Aber erst Anfang Oktober legten Veröffentlichungen noch einmal nahe, dass der BND tatsächlich – im Widerspruch zu sämtlichen gesetzlichen Regelungen der Bundesrepublik – Daten deutscher Bürger an die NSA weitergegeben hat. Diese Weitergabe hätte mindestens dem Parlamentarischen Kontrollausschuss, der die Geheimdienste kontrollieren soll, angezeigt werden müssen – das ist offensichtlich nicht erfolgt.
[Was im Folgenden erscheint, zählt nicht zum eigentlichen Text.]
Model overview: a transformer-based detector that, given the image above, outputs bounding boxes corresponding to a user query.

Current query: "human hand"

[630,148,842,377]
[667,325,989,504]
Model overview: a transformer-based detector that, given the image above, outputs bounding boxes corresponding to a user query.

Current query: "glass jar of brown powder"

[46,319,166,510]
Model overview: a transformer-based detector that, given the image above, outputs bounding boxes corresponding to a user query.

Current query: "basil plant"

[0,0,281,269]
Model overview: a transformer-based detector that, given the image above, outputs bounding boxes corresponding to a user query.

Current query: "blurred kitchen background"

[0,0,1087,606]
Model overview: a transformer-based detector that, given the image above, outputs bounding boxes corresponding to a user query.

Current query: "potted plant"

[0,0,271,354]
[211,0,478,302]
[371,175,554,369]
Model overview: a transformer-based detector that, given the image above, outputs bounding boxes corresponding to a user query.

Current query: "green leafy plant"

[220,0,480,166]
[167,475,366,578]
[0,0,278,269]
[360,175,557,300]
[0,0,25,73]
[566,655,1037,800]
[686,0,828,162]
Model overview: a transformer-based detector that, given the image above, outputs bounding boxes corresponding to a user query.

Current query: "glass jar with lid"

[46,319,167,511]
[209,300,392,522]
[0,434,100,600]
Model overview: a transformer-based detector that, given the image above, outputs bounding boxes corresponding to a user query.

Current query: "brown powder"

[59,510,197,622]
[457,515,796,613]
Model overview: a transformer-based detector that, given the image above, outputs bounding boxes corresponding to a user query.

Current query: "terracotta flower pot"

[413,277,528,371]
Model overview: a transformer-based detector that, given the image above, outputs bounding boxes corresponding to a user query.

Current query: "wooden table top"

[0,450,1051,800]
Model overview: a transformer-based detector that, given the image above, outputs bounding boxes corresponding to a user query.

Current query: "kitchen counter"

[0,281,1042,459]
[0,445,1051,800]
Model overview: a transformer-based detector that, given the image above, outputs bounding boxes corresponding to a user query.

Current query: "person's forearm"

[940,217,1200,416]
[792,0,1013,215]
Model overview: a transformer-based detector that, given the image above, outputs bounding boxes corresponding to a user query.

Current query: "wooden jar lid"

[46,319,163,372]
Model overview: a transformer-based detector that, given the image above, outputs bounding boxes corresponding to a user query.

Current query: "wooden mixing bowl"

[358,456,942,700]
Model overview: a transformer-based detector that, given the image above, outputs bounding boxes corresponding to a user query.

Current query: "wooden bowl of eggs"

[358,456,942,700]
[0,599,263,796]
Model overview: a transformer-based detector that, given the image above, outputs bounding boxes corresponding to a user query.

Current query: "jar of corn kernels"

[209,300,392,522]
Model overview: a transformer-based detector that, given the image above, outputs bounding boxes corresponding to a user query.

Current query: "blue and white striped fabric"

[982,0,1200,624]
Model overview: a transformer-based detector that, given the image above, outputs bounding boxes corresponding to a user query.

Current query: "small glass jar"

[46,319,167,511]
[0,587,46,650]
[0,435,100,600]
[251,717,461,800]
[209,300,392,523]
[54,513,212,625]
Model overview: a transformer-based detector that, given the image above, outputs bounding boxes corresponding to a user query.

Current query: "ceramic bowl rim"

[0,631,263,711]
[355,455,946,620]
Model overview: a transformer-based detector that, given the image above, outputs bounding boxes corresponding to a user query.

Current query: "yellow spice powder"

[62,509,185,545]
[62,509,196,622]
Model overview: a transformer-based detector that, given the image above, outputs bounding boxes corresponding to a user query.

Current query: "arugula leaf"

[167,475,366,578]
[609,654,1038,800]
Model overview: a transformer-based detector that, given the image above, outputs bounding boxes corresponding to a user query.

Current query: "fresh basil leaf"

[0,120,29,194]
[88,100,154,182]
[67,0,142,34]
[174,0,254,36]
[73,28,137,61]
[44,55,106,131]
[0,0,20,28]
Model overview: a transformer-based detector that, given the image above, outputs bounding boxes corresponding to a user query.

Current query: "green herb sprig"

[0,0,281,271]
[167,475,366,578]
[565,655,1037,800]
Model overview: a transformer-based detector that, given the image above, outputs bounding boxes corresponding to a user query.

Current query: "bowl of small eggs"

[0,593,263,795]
Edward Snowden wurden nach seiner Flucht und seinen Veröffentlichungen mehrere Preise verliehen. Er ist Träger u.a. des Alternativen Nobelpreises, «weil er mit Mut und Kompetenz das beispiellose Ausmaß staatlicher Überwachung enthüllt hat, die grundlegende demokratische Prozesse und verfassungsmäßige Rechte verletzt». Und er bekam die Carl-von-Ossietzky-Medaille 2014: «Edward Snowden hat mit seinen historisch einmaligen Enthüllungen die umfangreichste verdachtsunabhängige Überwachung aller Zeiten aufgedeckt», hieß es zur Begründung. Snowden wurde gemeinsam mit Glen Greenwald und Loira Portras ausgezeichnet.
Daniel Ellsberg, dem die Veröffentlichung der geheimen Pentagon-Papiere über den Vietnamkrieg im Jahr 1971 zu verdanken ist, schrieb über Edward Snowden: «Snowdens Whistleblowing gibt uns die Chance, etwas zurückzudrängen, das gleichbedeutend ist mit einem ‹Putsch der Regierung› gegen die US-Verfassung.»
In einem Interview mit dem britischen Guardian vom 10.Juni 2013 erklärte Snowden: «Ich möchte nicht in einer Welt leben, in der alles, was ich tue und sage, aufgezeichnet wird. Solche Bedingungen bin ich weder bereit zu unterstützen, noch will ich unter solchen leben.» Wer aber sorgt dafür, dass wir nicht unter diesen Bedingungen leben müssen?